'Where had it all gone wrong for me?!' I
thought in my head as I sat alone in the reception room of my doctor's
practice, racking my mind for an answer.
For my life had surely not meant to go
down the aimless route it had done. There just was no clear explanation for it!
Some might even go as far as saying that I started off my existence with a head
start compared with others right from the moment I was born, having all the
ingredients to become a poster child for success in life. Coming as I did from
a loving affluent family where I grew up with two adoring parents who showered me with praise and compliments
rather than harsh criticism.
And then going on to school, I had experienced pretty much more of
the same favourable treatment. I had especially loved high school being one of
the popular kids with lots of friends, some who even doted on my every word, to the point that I was nominated
homecoming queen, an accolade I went on to win with ease.

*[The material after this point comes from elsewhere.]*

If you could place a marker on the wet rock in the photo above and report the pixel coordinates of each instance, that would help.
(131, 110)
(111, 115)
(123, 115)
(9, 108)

Actually now on reflection perhaps I had
been wrong about my high school days being so great as I found myself hit with
an epiphany.
Yes, high school had seemed on the face of it to be
all fun and games, but perhaps I had
missed out on an important trick. With it now dawning clearly upon me that
while I had been focused in my school days on making sure I looked all pretty
and sounded cool to my peers, others who had been far less popular than I and
who had chosen not to get themselves caught up in social pressures, had instead
put their heads down and formed what seemed in high insight to me now to be
concrete life plans for their future.